There are several specific reasons for writing valid HTML, and using an HTML validator to insure that what you write is valid:
Compatibility with future versions of HTML and web browsers
As browsers evolve, they come closer and closer to supporting the standard HTML as written by the W3C. Even if they don't fully support the most recent version of HTML, the browser builders go in and make sure that they are compliant with older versions of the standard. If you are writing non-standard HTML, there is a chance that as browsers evolve, they will no longer support your web pages. A good example of this is a trick that some web developers used with an older version of Netscape. If you included multiple body tags with different colors, Netscape would load them all in succession creating a fade-in or flicker effect as the page loaded.
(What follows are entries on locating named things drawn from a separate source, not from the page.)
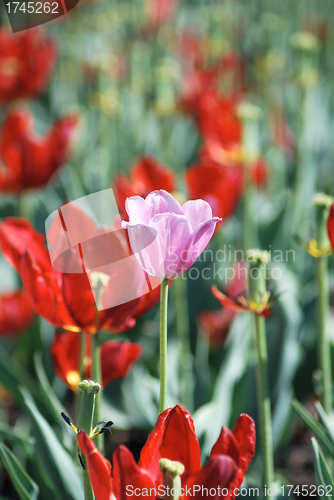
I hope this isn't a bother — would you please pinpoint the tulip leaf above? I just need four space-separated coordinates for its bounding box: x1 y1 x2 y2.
315 402 334 444
311 438 334 492
292 400 334 455
0 422 35 448
0 443 39 500
34 352 72 449
21 388 83 500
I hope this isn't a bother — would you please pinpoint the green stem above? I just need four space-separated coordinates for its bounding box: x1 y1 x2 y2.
159 278 168 413
79 332 86 380
255 315 274 500
247 250 275 500
317 257 333 414
78 380 100 500
173 276 194 413
92 333 104 453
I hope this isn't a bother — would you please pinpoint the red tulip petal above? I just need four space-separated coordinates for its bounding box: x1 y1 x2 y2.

This trick no longer works, as it relied on an incompatibility of the browser.
Accessible to Your Current Audience
Unless you know for a fact that your entire audience is using a specific browser, you are setting your site up to annoy some of your readers if you make it inaccessible to them through invalid or non-standard HTML. Many HTML validators will check your HTML for browser specific entities and alert you to their use. Browser specific HTML can be part of the standard or not a part of the standard. Don't assume that just because only one browser supports something it's non-standard. Or if multiple browsers support it, that it is part of a standard. For instance, HTML 5 is supported by Safari, Opera, Chrome, and Firefox, but it is not yet a recognized standard.
Reduce Unexplained Errors
I am often asked to look at web pages for people to tell them why the code is doing something strange. I can usually come back in just a few minutes and tell them what is wrong. Why? It's not because I know HTML inside and out, it's because I run their page through an HTML validator. This usually points out a problem with the HTML, that, when fixed, solves their problem as well.
There are a lot of validators available. You can get ones that are run on your computer, embedded into your HTML editor, or online on your live web pages.